I find the second type find more fascinating and useful from a therapeutic perspective. Some clients ask me questions or express thoughts about what other people do in their situations, comparing wounds, and comparing healing. Often, they make it a point to relieve, or more likely temper their own suffering by acknowledging that others have it worse. I’m sure that my own statements and reflections to them occasionally prompt this type of thinking. A large part of my counseling is validation and normalization of extreme emotions and reactions to stressors in my clients’ lives. Thus, the emphasis is on thinking about how others experience similar stressors, and subsequently the relief they obtain through various coping mechanisms.

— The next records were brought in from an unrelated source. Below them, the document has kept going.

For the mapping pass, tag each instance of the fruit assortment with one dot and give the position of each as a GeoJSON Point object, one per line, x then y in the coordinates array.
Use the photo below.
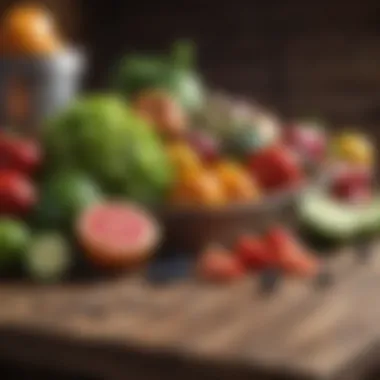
{"type": "Point", "coordinates": [103, 165]}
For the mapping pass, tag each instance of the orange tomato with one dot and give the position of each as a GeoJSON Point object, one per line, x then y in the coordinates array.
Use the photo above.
{"type": "Point", "coordinates": [238, 183]}
{"type": "Point", "coordinates": [201, 188]}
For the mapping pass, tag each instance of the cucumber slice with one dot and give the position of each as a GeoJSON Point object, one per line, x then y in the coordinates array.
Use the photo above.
{"type": "Point", "coordinates": [48, 258]}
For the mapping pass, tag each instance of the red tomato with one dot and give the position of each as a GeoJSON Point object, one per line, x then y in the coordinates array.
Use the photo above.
{"type": "Point", "coordinates": [216, 264]}
{"type": "Point", "coordinates": [291, 256]}
{"type": "Point", "coordinates": [276, 168]}
{"type": "Point", "coordinates": [20, 154]}
{"type": "Point", "coordinates": [253, 252]}
{"type": "Point", "coordinates": [17, 193]}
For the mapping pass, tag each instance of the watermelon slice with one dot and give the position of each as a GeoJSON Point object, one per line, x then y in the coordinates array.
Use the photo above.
{"type": "Point", "coordinates": [116, 234]}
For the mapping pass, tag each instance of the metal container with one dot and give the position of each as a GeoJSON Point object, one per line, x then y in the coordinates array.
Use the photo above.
{"type": "Point", "coordinates": [34, 88]}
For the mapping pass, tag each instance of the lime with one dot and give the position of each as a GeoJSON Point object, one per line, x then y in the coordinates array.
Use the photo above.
{"type": "Point", "coordinates": [48, 257]}
{"type": "Point", "coordinates": [14, 237]}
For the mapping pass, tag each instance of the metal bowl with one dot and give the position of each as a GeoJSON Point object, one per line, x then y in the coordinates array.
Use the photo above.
{"type": "Point", "coordinates": [191, 229]}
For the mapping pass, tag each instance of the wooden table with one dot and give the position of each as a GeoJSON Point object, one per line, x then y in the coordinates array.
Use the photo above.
{"type": "Point", "coordinates": [127, 328]}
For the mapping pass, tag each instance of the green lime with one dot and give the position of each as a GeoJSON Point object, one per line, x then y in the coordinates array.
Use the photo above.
{"type": "Point", "coordinates": [14, 238]}
{"type": "Point", "coordinates": [48, 257]}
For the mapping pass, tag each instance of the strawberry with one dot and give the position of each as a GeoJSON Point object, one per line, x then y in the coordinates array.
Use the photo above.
{"type": "Point", "coordinates": [291, 256]}
{"type": "Point", "coordinates": [253, 253]}
{"type": "Point", "coordinates": [218, 264]}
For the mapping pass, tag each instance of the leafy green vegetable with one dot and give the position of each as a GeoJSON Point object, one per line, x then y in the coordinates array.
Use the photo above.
{"type": "Point", "coordinates": [174, 73]}
{"type": "Point", "coordinates": [62, 197]}
{"type": "Point", "coordinates": [102, 137]}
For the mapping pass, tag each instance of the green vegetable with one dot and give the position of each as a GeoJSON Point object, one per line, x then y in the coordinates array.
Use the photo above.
{"type": "Point", "coordinates": [48, 258]}
{"type": "Point", "coordinates": [14, 237]}
{"type": "Point", "coordinates": [62, 197]}
{"type": "Point", "coordinates": [327, 222]}
{"type": "Point", "coordinates": [243, 141]}
{"type": "Point", "coordinates": [102, 137]}
{"type": "Point", "coordinates": [174, 73]}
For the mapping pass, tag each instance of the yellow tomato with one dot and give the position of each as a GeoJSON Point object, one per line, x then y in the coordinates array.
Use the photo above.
{"type": "Point", "coordinates": [354, 148]}
{"type": "Point", "coordinates": [184, 159]}
{"type": "Point", "coordinates": [202, 189]}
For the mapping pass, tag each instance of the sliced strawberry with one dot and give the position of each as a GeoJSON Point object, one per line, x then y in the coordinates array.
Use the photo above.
{"type": "Point", "coordinates": [291, 255]}
{"type": "Point", "coordinates": [253, 253]}
{"type": "Point", "coordinates": [217, 264]}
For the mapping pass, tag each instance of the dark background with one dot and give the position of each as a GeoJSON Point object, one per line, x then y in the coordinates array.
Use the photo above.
{"type": "Point", "coordinates": [304, 58]}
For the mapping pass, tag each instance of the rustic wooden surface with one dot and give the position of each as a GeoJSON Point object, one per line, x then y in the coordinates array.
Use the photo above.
{"type": "Point", "coordinates": [300, 331]}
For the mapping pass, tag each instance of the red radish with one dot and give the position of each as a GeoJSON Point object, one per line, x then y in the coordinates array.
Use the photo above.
{"type": "Point", "coordinates": [253, 252]}
{"type": "Point", "coordinates": [17, 153]}
{"type": "Point", "coordinates": [276, 168]}
{"type": "Point", "coordinates": [17, 193]}
{"type": "Point", "coordinates": [116, 235]}
{"type": "Point", "coordinates": [218, 264]}
{"type": "Point", "coordinates": [292, 257]}
{"type": "Point", "coordinates": [307, 140]}
{"type": "Point", "coordinates": [205, 145]}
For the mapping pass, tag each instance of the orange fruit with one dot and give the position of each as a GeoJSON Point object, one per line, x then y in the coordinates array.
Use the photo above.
{"type": "Point", "coordinates": [201, 188]}
{"type": "Point", "coordinates": [238, 183]}
{"type": "Point", "coordinates": [27, 30]}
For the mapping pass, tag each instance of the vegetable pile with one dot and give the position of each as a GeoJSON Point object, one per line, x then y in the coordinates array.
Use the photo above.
{"type": "Point", "coordinates": [158, 140]}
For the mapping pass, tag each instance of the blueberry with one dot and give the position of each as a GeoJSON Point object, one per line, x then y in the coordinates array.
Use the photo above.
{"type": "Point", "coordinates": [270, 279]}
{"type": "Point", "coordinates": [325, 278]}
{"type": "Point", "coordinates": [170, 268]}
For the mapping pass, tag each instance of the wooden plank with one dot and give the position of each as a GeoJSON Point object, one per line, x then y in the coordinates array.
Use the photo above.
{"type": "Point", "coordinates": [298, 330]}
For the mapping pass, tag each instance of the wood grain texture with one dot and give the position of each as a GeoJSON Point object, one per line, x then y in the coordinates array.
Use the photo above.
{"type": "Point", "coordinates": [299, 331]}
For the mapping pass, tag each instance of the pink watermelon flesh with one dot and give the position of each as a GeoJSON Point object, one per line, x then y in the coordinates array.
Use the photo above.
{"type": "Point", "coordinates": [118, 227]}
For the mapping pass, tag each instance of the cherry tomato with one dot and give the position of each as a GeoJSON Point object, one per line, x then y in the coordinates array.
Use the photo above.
{"type": "Point", "coordinates": [276, 168]}
{"type": "Point", "coordinates": [17, 193]}
{"type": "Point", "coordinates": [291, 255]}
{"type": "Point", "coordinates": [19, 154]}
{"type": "Point", "coordinates": [253, 252]}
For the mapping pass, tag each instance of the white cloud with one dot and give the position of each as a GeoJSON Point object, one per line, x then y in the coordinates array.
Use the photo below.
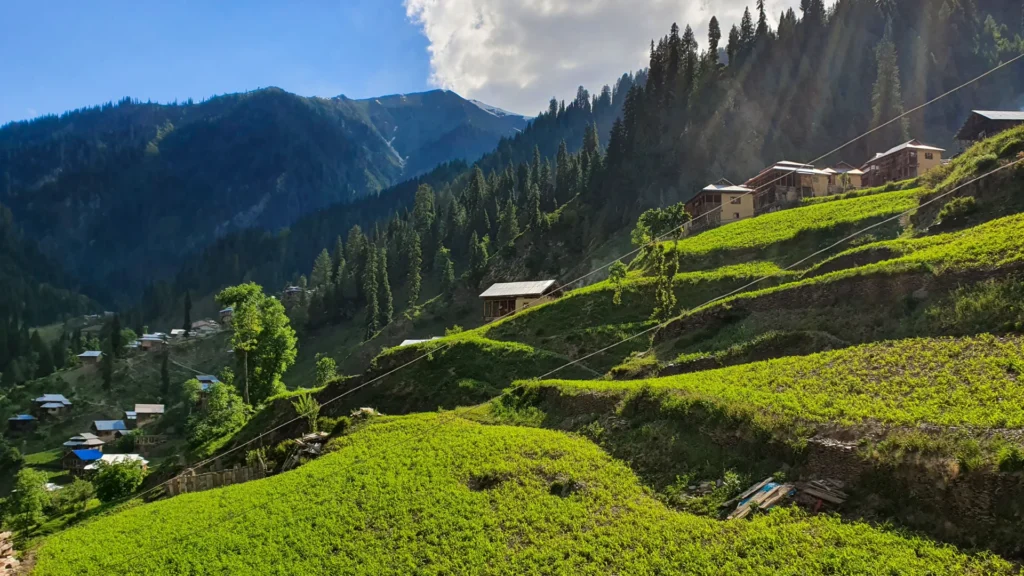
{"type": "Point", "coordinates": [518, 53]}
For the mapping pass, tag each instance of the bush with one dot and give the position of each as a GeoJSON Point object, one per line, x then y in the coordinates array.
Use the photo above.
{"type": "Point", "coordinates": [72, 498]}
{"type": "Point", "coordinates": [958, 208]}
{"type": "Point", "coordinates": [115, 482]}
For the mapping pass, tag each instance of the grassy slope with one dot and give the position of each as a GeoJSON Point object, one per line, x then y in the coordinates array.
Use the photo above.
{"type": "Point", "coordinates": [431, 495]}
{"type": "Point", "coordinates": [962, 382]}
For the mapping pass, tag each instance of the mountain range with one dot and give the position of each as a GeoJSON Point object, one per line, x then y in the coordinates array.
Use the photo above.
{"type": "Point", "coordinates": [122, 193]}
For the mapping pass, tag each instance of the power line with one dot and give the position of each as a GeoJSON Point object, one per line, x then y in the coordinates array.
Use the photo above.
{"type": "Point", "coordinates": [653, 242]}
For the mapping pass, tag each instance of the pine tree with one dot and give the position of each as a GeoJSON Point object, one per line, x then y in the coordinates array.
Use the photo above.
{"type": "Point", "coordinates": [321, 276]}
{"type": "Point", "coordinates": [747, 30]}
{"type": "Point", "coordinates": [117, 346]}
{"type": "Point", "coordinates": [714, 37]}
{"type": "Point", "coordinates": [448, 275]}
{"type": "Point", "coordinates": [887, 101]}
{"type": "Point", "coordinates": [762, 30]}
{"type": "Point", "coordinates": [371, 290]}
{"type": "Point", "coordinates": [385, 303]}
{"type": "Point", "coordinates": [165, 375]}
{"type": "Point", "coordinates": [415, 263]}
{"type": "Point", "coordinates": [509, 224]}
{"type": "Point", "coordinates": [732, 48]}
{"type": "Point", "coordinates": [186, 324]}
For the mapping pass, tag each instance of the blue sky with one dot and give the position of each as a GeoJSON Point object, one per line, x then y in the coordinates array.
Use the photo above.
{"type": "Point", "coordinates": [61, 54]}
{"type": "Point", "coordinates": [64, 54]}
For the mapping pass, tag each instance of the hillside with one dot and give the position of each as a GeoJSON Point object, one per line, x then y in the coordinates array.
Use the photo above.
{"type": "Point", "coordinates": [431, 128]}
{"type": "Point", "coordinates": [108, 189]}
{"type": "Point", "coordinates": [467, 498]}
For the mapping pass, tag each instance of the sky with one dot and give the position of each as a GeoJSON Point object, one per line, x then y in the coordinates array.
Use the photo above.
{"type": "Point", "coordinates": [62, 54]}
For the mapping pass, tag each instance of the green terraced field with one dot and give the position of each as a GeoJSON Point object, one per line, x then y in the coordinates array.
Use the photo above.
{"type": "Point", "coordinates": [947, 381]}
{"type": "Point", "coordinates": [433, 494]}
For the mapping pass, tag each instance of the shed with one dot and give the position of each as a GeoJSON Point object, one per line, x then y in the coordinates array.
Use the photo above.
{"type": "Point", "coordinates": [109, 430]}
{"type": "Point", "coordinates": [507, 297]}
{"type": "Point", "coordinates": [981, 124]}
{"type": "Point", "coordinates": [146, 413]}
{"type": "Point", "coordinates": [76, 460]}
{"type": "Point", "coordinates": [116, 459]}
{"type": "Point", "coordinates": [90, 357]}
{"type": "Point", "coordinates": [22, 423]}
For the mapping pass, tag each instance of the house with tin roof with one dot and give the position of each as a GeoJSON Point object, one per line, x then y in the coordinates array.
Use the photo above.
{"type": "Point", "coordinates": [109, 430]}
{"type": "Point", "coordinates": [507, 297]}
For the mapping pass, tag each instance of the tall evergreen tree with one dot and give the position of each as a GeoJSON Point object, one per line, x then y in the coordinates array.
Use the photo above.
{"type": "Point", "coordinates": [448, 274]}
{"type": "Point", "coordinates": [415, 264]}
{"type": "Point", "coordinates": [762, 30]}
{"type": "Point", "coordinates": [385, 303]}
{"type": "Point", "coordinates": [186, 323]}
{"type": "Point", "coordinates": [322, 273]}
{"type": "Point", "coordinates": [714, 37]}
{"type": "Point", "coordinates": [165, 375]}
{"type": "Point", "coordinates": [370, 289]}
{"type": "Point", "coordinates": [509, 224]}
{"type": "Point", "coordinates": [117, 345]}
{"type": "Point", "coordinates": [887, 101]}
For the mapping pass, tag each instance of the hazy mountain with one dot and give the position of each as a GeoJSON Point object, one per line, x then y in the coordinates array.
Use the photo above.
{"type": "Point", "coordinates": [430, 128]}
{"type": "Point", "coordinates": [122, 192]}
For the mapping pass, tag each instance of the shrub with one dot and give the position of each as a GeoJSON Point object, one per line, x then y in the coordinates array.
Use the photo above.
{"type": "Point", "coordinates": [118, 481]}
{"type": "Point", "coordinates": [958, 208]}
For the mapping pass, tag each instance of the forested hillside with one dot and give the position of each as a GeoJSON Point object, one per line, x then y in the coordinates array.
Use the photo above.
{"type": "Point", "coordinates": [121, 193]}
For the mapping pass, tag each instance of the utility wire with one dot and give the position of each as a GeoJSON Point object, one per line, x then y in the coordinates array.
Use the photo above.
{"type": "Point", "coordinates": [652, 242]}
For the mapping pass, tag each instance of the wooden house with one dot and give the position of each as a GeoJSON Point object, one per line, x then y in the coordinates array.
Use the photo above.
{"type": "Point", "coordinates": [147, 413]}
{"type": "Point", "coordinates": [720, 203]}
{"type": "Point", "coordinates": [506, 297]}
{"type": "Point", "coordinates": [109, 430]}
{"type": "Point", "coordinates": [84, 441]}
{"type": "Point", "coordinates": [51, 405]}
{"type": "Point", "coordinates": [76, 460]}
{"type": "Point", "coordinates": [982, 124]}
{"type": "Point", "coordinates": [90, 357]}
{"type": "Point", "coordinates": [22, 423]}
{"type": "Point", "coordinates": [905, 161]}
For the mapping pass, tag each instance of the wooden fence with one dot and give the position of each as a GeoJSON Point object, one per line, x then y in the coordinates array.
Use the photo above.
{"type": "Point", "coordinates": [208, 481]}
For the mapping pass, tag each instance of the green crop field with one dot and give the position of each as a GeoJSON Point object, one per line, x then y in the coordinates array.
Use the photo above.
{"type": "Point", "coordinates": [964, 382]}
{"type": "Point", "coordinates": [435, 494]}
{"type": "Point", "coordinates": [785, 225]}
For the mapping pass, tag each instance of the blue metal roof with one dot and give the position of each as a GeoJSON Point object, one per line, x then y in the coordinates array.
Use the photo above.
{"type": "Point", "coordinates": [108, 425]}
{"type": "Point", "coordinates": [53, 398]}
{"type": "Point", "coordinates": [87, 454]}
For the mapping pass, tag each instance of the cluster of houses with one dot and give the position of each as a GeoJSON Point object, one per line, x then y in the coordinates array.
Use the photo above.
{"type": "Point", "coordinates": [84, 452]}
{"type": "Point", "coordinates": [784, 183]}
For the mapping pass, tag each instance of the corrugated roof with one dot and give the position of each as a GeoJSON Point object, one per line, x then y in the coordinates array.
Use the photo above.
{"type": "Point", "coordinates": [116, 459]}
{"type": "Point", "coordinates": [518, 289]}
{"type": "Point", "coordinates": [88, 454]}
{"type": "Point", "coordinates": [912, 145]}
{"type": "Point", "coordinates": [109, 425]}
{"type": "Point", "coordinates": [999, 114]}
{"type": "Point", "coordinates": [53, 398]}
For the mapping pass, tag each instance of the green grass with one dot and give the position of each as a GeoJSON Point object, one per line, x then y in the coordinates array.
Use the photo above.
{"type": "Point", "coordinates": [891, 187]}
{"type": "Point", "coordinates": [991, 245]}
{"type": "Point", "coordinates": [431, 495]}
{"type": "Point", "coordinates": [945, 381]}
{"type": "Point", "coordinates": [777, 231]}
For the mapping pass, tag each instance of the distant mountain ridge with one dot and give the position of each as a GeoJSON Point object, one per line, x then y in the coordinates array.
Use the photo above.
{"type": "Point", "coordinates": [429, 128]}
{"type": "Point", "coordinates": [122, 193]}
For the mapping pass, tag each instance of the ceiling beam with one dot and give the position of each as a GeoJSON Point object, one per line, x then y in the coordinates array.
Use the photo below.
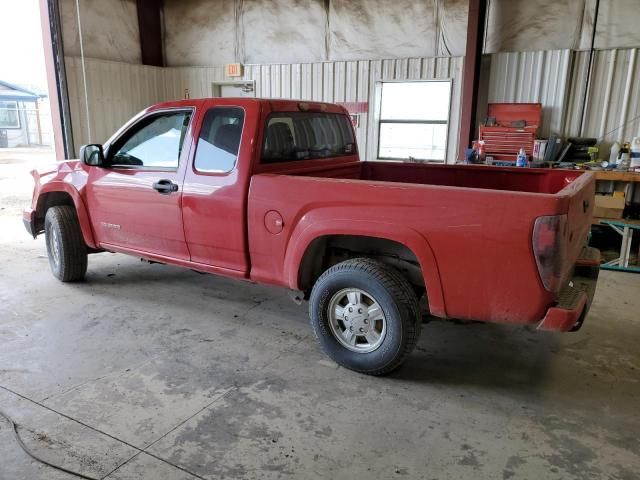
{"type": "Point", "coordinates": [150, 26]}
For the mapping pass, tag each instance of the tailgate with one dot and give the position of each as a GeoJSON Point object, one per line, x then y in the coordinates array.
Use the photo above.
{"type": "Point", "coordinates": [580, 194]}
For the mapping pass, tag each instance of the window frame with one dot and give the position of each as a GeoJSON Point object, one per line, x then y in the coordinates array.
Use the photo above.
{"type": "Point", "coordinates": [197, 141]}
{"type": "Point", "coordinates": [380, 121]}
{"type": "Point", "coordinates": [115, 142]}
{"type": "Point", "coordinates": [18, 125]}
{"type": "Point", "coordinates": [317, 159]}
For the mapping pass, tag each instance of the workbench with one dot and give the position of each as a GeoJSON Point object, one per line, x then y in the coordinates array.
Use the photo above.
{"type": "Point", "coordinates": [613, 176]}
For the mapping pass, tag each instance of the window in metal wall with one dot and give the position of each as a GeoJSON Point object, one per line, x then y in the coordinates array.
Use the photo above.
{"type": "Point", "coordinates": [414, 120]}
{"type": "Point", "coordinates": [9, 117]}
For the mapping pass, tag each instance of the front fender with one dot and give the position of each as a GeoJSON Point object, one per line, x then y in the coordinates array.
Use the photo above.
{"type": "Point", "coordinates": [310, 229]}
{"type": "Point", "coordinates": [78, 202]}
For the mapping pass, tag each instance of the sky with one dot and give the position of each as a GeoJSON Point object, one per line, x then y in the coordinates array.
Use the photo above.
{"type": "Point", "coordinates": [21, 50]}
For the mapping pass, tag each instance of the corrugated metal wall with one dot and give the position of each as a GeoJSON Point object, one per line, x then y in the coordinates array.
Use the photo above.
{"type": "Point", "coordinates": [112, 100]}
{"type": "Point", "coordinates": [557, 79]}
{"type": "Point", "coordinates": [116, 92]}
{"type": "Point", "coordinates": [534, 77]}
{"type": "Point", "coordinates": [613, 103]}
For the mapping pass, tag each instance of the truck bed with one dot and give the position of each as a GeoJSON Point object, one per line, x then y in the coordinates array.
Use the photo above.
{"type": "Point", "coordinates": [468, 176]}
{"type": "Point", "coordinates": [476, 222]}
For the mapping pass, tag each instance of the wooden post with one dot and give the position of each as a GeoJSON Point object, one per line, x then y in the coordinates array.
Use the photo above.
{"type": "Point", "coordinates": [38, 123]}
{"type": "Point", "coordinates": [471, 76]}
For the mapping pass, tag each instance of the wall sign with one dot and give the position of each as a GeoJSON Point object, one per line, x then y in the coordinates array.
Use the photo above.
{"type": "Point", "coordinates": [233, 69]}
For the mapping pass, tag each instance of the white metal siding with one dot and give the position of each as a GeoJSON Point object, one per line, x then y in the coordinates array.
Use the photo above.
{"type": "Point", "coordinates": [117, 91]}
{"type": "Point", "coordinates": [613, 103]}
{"type": "Point", "coordinates": [534, 77]}
{"type": "Point", "coordinates": [557, 79]}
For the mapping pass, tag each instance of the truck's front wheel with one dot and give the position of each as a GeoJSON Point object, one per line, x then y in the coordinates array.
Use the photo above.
{"type": "Point", "coordinates": [65, 245]}
{"type": "Point", "coordinates": [365, 315]}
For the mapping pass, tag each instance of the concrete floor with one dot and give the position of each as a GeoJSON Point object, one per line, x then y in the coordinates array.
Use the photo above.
{"type": "Point", "coordinates": [149, 371]}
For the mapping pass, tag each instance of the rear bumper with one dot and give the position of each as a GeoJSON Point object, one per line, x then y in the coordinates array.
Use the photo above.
{"type": "Point", "coordinates": [574, 300]}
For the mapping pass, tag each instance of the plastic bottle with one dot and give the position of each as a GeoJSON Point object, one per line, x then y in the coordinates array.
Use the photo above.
{"type": "Point", "coordinates": [521, 159]}
{"type": "Point", "coordinates": [635, 152]}
{"type": "Point", "coordinates": [615, 153]}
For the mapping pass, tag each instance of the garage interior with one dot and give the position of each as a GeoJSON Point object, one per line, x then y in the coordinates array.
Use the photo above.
{"type": "Point", "coordinates": [152, 371]}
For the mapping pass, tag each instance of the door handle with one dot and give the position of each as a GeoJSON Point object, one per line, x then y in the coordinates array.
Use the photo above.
{"type": "Point", "coordinates": [165, 186]}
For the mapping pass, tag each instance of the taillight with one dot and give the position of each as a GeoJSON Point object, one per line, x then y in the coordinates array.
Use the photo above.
{"type": "Point", "coordinates": [548, 248]}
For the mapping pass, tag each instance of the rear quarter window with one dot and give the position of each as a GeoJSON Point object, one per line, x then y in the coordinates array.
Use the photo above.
{"type": "Point", "coordinates": [298, 136]}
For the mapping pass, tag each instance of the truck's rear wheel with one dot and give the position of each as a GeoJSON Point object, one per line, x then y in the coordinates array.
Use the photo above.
{"type": "Point", "coordinates": [365, 315]}
{"type": "Point", "coordinates": [65, 245]}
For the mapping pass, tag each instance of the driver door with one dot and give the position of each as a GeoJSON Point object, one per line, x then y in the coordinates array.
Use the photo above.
{"type": "Point", "coordinates": [135, 202]}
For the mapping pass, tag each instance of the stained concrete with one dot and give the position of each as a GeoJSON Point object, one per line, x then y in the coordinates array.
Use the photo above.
{"type": "Point", "coordinates": [150, 371]}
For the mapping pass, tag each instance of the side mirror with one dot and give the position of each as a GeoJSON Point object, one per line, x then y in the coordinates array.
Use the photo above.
{"type": "Point", "coordinates": [92, 155]}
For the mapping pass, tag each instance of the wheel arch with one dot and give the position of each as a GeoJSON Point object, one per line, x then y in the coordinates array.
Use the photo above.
{"type": "Point", "coordinates": [305, 259]}
{"type": "Point", "coordinates": [59, 193]}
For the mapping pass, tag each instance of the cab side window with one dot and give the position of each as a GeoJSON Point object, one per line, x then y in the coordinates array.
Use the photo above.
{"type": "Point", "coordinates": [156, 141]}
{"type": "Point", "coordinates": [219, 142]}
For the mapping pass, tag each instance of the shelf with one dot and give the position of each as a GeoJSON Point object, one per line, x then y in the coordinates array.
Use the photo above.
{"type": "Point", "coordinates": [617, 176]}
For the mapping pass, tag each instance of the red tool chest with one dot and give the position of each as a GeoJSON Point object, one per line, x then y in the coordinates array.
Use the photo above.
{"type": "Point", "coordinates": [502, 141]}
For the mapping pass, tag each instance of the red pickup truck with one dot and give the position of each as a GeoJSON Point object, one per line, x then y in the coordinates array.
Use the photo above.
{"type": "Point", "coordinates": [274, 191]}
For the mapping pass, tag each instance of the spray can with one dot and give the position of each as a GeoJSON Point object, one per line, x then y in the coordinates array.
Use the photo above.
{"type": "Point", "coordinates": [521, 159]}
{"type": "Point", "coordinates": [635, 152]}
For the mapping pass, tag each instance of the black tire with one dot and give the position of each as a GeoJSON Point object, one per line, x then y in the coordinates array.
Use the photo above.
{"type": "Point", "coordinates": [397, 300]}
{"type": "Point", "coordinates": [67, 255]}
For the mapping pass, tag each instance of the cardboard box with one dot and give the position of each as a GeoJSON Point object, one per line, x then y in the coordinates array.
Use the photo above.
{"type": "Point", "coordinates": [608, 207]}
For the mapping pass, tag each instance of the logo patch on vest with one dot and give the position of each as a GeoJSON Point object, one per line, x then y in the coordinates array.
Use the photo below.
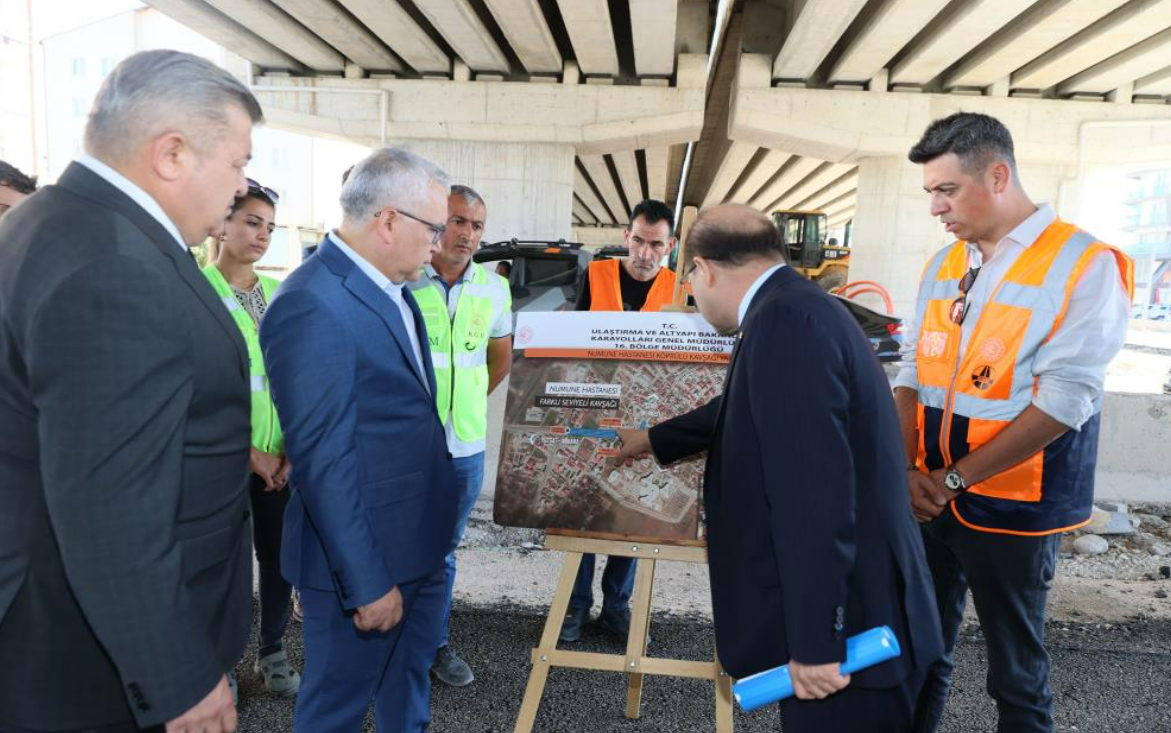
{"type": "Point", "coordinates": [933, 344]}
{"type": "Point", "coordinates": [984, 377]}
{"type": "Point", "coordinates": [992, 349]}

One of my most severely destabilized clients found his focus on others’ suffering to be a crucial starting point in an offensive against his own depression. One day, in the midst of therapy, when he could hardly speak without sobbing, he said, “I was walking out of here the other day and thought to myself, ‘That dude works with rape victims; there are people who have it worse than me.’” I did not tell him that I, in fact, had not yet worked with disclosed rape victims. But instead, I inquired about what he felt that his sense of empathy for others, even in the midst of deep personal suffering, meant to him. We took this moment and reflected on the importance of validation of one’s own experiences, and the separate, but equally important act of gaining perspective. His is a success story, because he used this moment to ground himself, and went on to develop more nuanced and tailored coping skills as a result. This initial sense of people going through experiences outside of one’s own broke through the fog and allowed us a jumping off point in therapy.

My goal is to become proficient both at recognizing, and capitalizing on these initial sparks of empathy experienced by my clients during moments when empathy is hardest to come by. Recognizing the suffering of others while simultaneously feeling as if the world is bearing down upon you is an unbelievable feat of human resilience. I want to empower clients to recognize and harness that strength and bend it to their will, allowing it to be a weapon against their own suffering.